Regulating Trash to Conserve More Water

Image of a sunset on Lake Arrowhead
Lake Arrowhead

Californians are no longer allowed to throw their trash in the ocean and new regulations are to blame. According to the State’s Water Resources Control Board’s new Trash Control Policy (approved by the U.S. EPA), trash will be kept out of bodies of water, including streams, lakes, coastal and ocean waters. Although the majority of California residents do not have direct contact with the Pacific Ocean, their storm water runoff does. This will impact many municipalities that are permitted to dump water into the major tributaries that serve the coast.

Surprisingly, this kind of common sense thinking of keeping our oceans clean has never been regulated. Now that it has, we may be a step closer to stabilizing the Garbage Patch circling around the Pacific Ocean, now twice the size of Texas!

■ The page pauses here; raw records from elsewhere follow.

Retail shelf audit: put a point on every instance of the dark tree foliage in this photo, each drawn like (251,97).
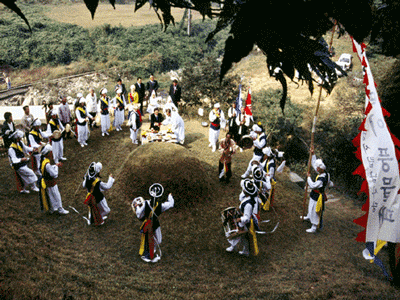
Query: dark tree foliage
(287,31)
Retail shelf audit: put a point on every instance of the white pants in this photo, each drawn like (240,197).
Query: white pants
(54,197)
(180,134)
(249,167)
(134,134)
(58,150)
(103,207)
(213,136)
(312,214)
(105,123)
(82,133)
(28,177)
(119,118)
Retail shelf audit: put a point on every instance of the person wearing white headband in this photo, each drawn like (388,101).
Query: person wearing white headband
(35,139)
(119,114)
(98,206)
(82,122)
(317,195)
(248,199)
(151,238)
(259,142)
(104,112)
(57,143)
(92,106)
(217,121)
(26,178)
(49,196)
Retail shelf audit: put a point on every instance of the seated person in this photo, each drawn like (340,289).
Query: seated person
(156,119)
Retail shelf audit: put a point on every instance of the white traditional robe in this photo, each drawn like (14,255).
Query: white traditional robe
(140,210)
(135,131)
(35,145)
(119,115)
(213,135)
(53,192)
(103,205)
(27,175)
(83,130)
(177,126)
(58,146)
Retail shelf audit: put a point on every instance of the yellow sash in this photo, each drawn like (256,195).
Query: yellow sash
(16,146)
(104,100)
(143,235)
(253,238)
(43,186)
(82,110)
(54,124)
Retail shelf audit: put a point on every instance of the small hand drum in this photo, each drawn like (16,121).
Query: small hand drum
(156,190)
(231,228)
(246,142)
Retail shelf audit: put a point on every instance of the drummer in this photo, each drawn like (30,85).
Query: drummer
(26,178)
(248,199)
(36,137)
(259,142)
(54,129)
(156,119)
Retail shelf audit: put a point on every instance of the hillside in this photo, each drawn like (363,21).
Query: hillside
(60,257)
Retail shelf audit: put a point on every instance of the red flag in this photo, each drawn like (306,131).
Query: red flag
(247,109)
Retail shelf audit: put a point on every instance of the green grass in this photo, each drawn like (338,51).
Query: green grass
(51,257)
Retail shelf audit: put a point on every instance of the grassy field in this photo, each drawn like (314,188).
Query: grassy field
(123,15)
(59,257)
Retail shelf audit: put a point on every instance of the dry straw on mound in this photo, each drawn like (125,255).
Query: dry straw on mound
(173,166)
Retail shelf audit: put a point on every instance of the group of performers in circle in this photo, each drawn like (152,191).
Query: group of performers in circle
(257,184)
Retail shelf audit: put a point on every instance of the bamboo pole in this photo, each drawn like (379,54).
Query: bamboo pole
(313,130)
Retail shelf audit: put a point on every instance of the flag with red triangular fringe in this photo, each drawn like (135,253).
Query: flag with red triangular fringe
(380,170)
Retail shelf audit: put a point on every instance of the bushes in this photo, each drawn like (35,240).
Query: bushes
(147,47)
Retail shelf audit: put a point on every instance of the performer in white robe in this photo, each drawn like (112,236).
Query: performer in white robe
(98,206)
(104,112)
(217,119)
(50,198)
(317,196)
(36,137)
(247,203)
(18,161)
(119,115)
(134,123)
(259,142)
(149,212)
(82,122)
(57,144)
(177,125)
(169,105)
(153,103)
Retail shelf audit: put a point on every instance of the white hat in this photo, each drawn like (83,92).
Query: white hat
(256,128)
(267,151)
(36,122)
(253,135)
(46,149)
(18,134)
(258,173)
(320,164)
(249,187)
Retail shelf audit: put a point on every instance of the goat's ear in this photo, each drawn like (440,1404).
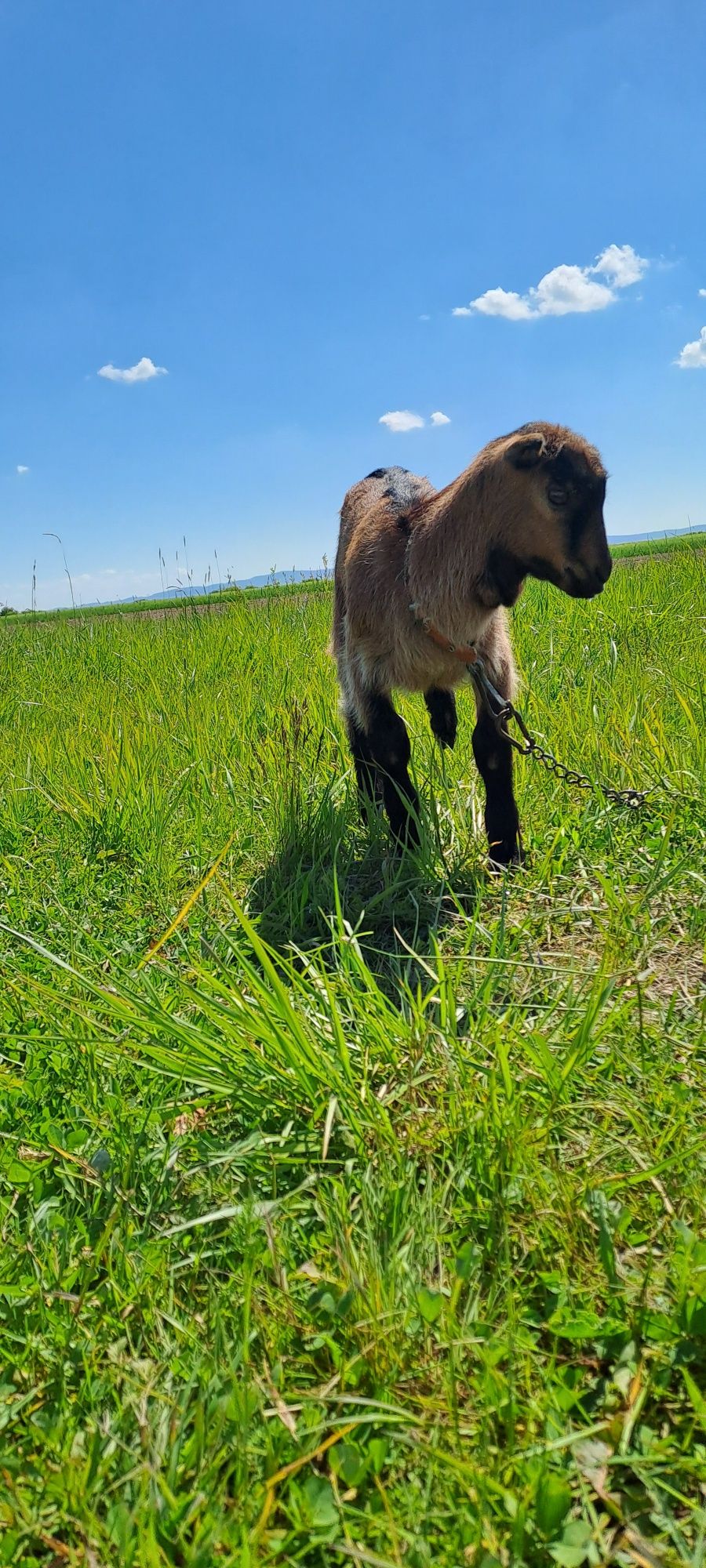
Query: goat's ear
(526,452)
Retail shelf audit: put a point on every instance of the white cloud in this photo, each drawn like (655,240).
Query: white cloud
(566,291)
(401,421)
(622,266)
(142,372)
(694,355)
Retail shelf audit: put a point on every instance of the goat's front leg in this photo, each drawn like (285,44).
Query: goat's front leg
(390,747)
(495,763)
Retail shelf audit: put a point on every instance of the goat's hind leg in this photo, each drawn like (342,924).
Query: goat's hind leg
(382,755)
(495,763)
(369,786)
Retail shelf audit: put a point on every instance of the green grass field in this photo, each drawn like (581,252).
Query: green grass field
(363,1222)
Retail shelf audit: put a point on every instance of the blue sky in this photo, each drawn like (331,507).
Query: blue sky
(282,208)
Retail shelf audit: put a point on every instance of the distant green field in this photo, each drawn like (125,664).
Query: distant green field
(365,1222)
(219,598)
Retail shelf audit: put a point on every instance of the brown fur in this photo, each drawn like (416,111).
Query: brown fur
(460,556)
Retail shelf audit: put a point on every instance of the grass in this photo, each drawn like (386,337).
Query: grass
(217,600)
(360,1221)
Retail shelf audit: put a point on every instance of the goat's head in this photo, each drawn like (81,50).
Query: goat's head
(553,526)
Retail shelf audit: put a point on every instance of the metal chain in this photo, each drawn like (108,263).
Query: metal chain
(503,713)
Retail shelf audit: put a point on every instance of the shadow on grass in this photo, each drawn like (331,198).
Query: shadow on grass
(329,865)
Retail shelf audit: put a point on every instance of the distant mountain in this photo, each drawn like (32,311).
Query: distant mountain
(660,534)
(307,573)
(195,590)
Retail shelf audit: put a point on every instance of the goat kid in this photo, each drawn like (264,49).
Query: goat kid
(423,572)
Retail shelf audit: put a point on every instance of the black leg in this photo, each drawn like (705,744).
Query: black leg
(495,763)
(442,708)
(365,763)
(390,749)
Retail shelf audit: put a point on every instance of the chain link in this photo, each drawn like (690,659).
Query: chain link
(503,713)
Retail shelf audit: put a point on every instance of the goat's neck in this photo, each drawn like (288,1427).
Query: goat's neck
(459,567)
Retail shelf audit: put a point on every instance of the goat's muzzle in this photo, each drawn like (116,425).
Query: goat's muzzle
(586,583)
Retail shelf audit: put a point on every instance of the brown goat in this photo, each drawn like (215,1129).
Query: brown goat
(423,572)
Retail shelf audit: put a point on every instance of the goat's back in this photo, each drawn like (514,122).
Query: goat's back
(369,509)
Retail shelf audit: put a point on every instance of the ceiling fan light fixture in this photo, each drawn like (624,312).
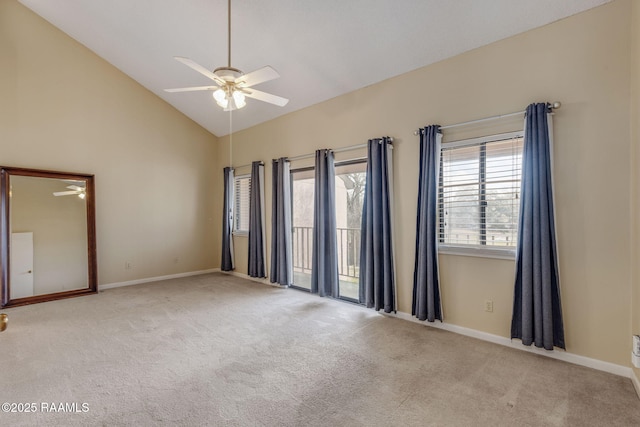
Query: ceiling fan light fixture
(221,98)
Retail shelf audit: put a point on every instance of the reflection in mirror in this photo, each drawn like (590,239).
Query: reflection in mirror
(48,241)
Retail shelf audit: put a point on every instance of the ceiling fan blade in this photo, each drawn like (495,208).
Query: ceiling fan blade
(199,68)
(266,97)
(262,75)
(191,89)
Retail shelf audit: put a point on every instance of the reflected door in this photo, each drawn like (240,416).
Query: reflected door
(21,265)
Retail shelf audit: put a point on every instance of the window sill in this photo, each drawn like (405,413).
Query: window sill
(475,251)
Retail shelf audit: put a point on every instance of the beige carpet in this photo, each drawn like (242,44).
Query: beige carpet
(216,350)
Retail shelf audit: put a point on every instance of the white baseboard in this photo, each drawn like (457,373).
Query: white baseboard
(156,279)
(262,280)
(600,365)
(636,382)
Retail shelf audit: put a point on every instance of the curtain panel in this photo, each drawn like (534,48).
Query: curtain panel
(537,311)
(227,263)
(324,261)
(426,280)
(256,267)
(281,245)
(377,275)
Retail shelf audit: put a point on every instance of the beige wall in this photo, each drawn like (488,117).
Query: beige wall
(63,108)
(582,61)
(635,168)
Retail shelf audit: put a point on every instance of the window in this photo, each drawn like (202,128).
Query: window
(479,194)
(349,185)
(242,194)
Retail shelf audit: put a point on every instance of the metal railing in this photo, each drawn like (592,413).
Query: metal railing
(348,242)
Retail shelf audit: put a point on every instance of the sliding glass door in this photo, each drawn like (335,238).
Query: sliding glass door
(350,182)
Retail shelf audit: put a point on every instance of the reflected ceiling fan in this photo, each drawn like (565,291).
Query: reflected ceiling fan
(232,84)
(73,190)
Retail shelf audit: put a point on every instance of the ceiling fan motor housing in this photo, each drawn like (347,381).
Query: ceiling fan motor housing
(228,74)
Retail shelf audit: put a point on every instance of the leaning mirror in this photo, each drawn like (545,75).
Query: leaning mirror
(48,247)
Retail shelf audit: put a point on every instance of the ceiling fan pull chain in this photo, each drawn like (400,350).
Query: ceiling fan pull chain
(229,34)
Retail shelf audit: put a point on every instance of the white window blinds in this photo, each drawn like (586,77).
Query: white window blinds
(479,192)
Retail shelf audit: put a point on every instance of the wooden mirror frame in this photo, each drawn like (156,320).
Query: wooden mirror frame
(5,232)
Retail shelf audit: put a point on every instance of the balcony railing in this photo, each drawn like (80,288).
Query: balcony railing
(348,242)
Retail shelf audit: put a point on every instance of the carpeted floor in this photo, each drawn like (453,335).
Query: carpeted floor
(216,350)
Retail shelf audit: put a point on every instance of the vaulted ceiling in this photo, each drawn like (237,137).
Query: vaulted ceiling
(321,49)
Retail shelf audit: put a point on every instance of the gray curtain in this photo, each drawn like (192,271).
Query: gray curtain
(256,266)
(426,281)
(324,262)
(537,312)
(377,276)
(227,222)
(281,249)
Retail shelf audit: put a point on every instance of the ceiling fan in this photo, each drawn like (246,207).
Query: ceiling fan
(73,190)
(233,85)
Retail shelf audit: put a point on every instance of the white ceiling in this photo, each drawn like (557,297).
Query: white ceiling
(321,49)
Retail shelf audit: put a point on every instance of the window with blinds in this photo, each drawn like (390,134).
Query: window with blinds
(242,194)
(479,192)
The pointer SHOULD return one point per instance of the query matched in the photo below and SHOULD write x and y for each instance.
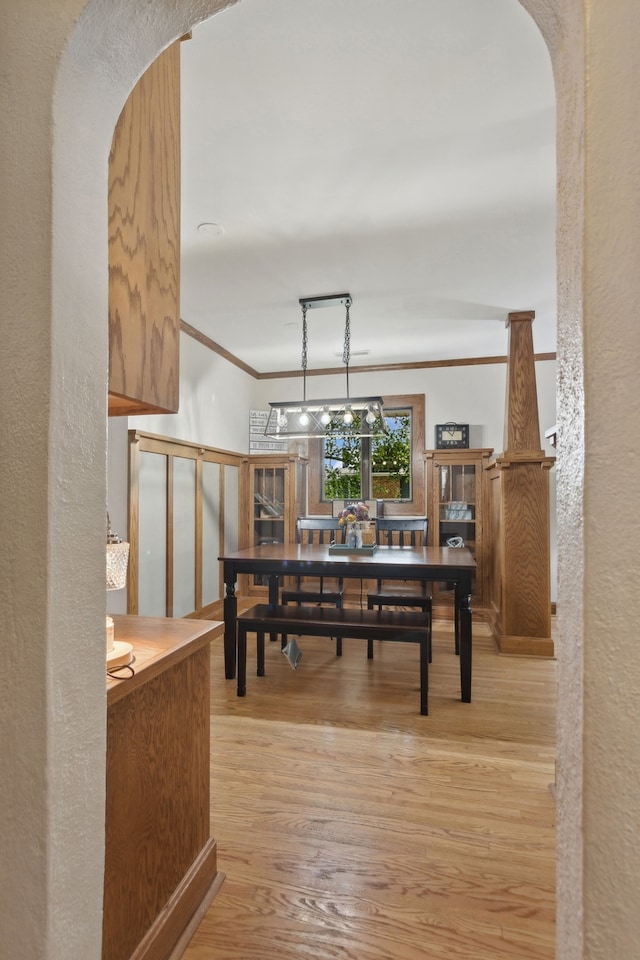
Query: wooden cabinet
(456, 497)
(160, 860)
(274, 488)
(144, 244)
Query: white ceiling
(399, 150)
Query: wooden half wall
(519, 581)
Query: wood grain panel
(522, 428)
(144, 244)
(157, 807)
(526, 588)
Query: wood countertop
(158, 643)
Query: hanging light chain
(346, 353)
(304, 351)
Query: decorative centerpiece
(353, 517)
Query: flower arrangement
(354, 512)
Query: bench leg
(242, 660)
(425, 646)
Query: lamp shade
(117, 562)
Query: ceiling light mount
(337, 417)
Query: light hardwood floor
(349, 826)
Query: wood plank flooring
(351, 827)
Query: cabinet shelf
(274, 488)
(456, 495)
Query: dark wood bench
(358, 624)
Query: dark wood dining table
(277, 560)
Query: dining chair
(322, 590)
(401, 532)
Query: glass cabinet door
(456, 491)
(268, 504)
(457, 504)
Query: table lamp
(119, 653)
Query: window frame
(414, 507)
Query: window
(389, 468)
(370, 468)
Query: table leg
(274, 594)
(230, 609)
(464, 620)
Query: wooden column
(520, 590)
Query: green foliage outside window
(377, 468)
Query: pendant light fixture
(336, 417)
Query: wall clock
(452, 436)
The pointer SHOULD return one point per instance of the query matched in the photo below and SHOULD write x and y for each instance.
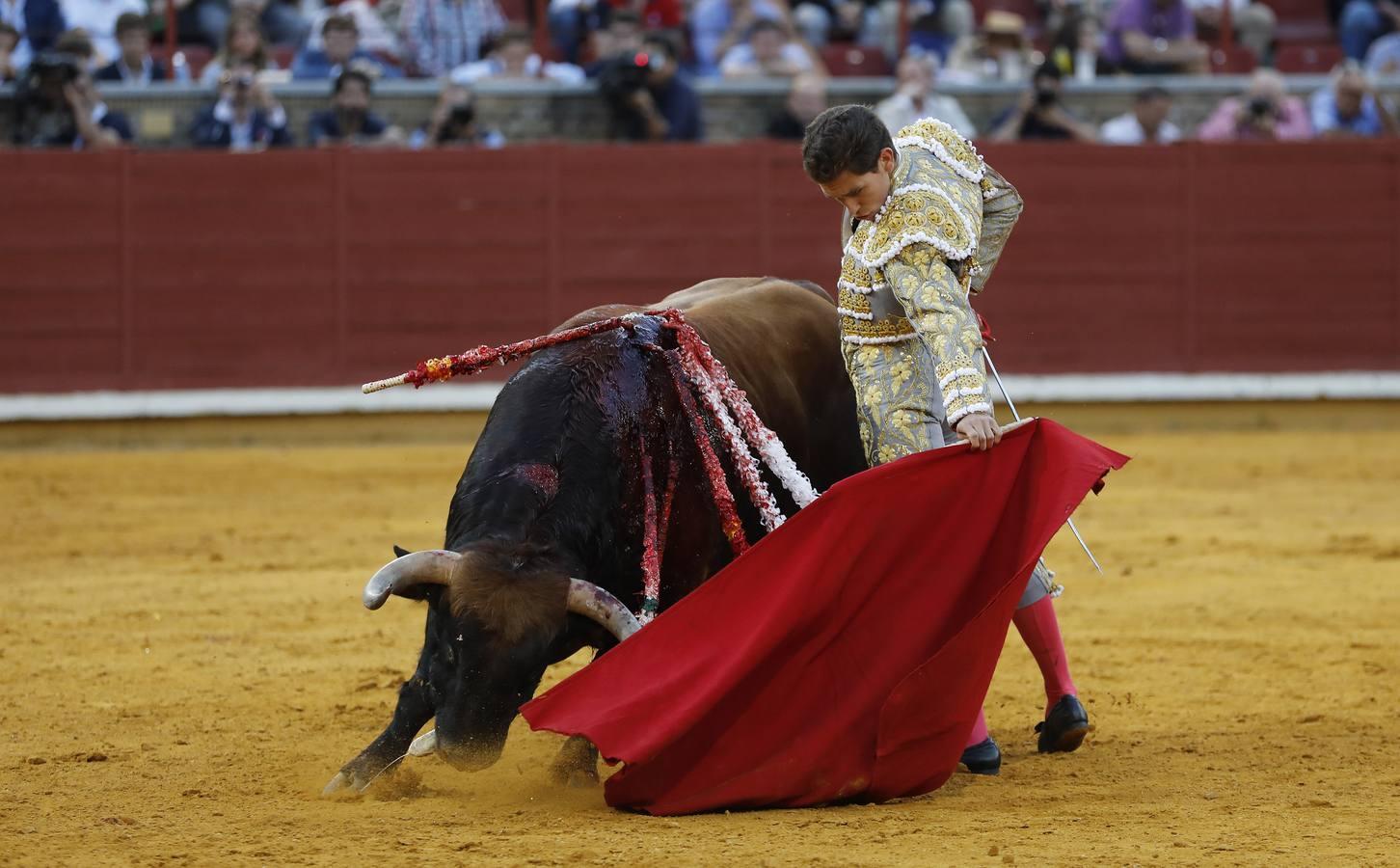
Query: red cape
(846, 656)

Captain Charles Moore, founder of Algalita Marine Research Institute in Long Beach, California, and author of the book, Plastic Ocean, was recently interviewed on my program, A Culture of Garbage. He spoke about the need to find new ways to keep from adding to the garbage that ends up in our waters, leaving a giant Garbage Patch, and this new trash policy is a step toward that end. Most of this ocean garbage is in the form of small bits of plastic floating just below the surface, broken down from years of sunshine and seawater, but is often consumed by the sea life, ultimately disrupting their digestive tracts, left for dead, and thus causing an imbalance within the wild kingdom. “The Away Inn is full”, Captain Moore states, which is contrary to our mentality when we think that when something is thrown away, it is simply gone. This Trash Control Policy establishes requirements for municipalities to install means to keep garbage from entering water bodies at the point of contact, such as filters, and debris screens.

Unlike the trash we do see, like plastic bottles, candy wrappers and cigarette butts, which has it’s own form of contaminants, the other stuff that we don’t easily identify as garbage, like automobile fluids, excess fertilizer runoff and other surface pollutants need to be controlled at the source. These hidden pollutants add to the degradation of the quality of storm water runoff that ultimately ends up, sometimes, in our drinking water. Now that California is regulating street trash, I see a very important hidden side benefit to all this. I don’t like to use old cliché’s, but…what we have here, is the perfect storm to be water conscientious!

Conserve Water

Government is great at imposing laws to enforce common sense, and California is a perfect example of this. We have a full-time legislative body, where their only job is to create laws. It would seem natural to save water, and conserve as much as possible, and collect rain from our roofs to water our gardens. It would only make sense not to trash our oceans and keep debris from being washed into our streams and lakes, but we’re only human, right?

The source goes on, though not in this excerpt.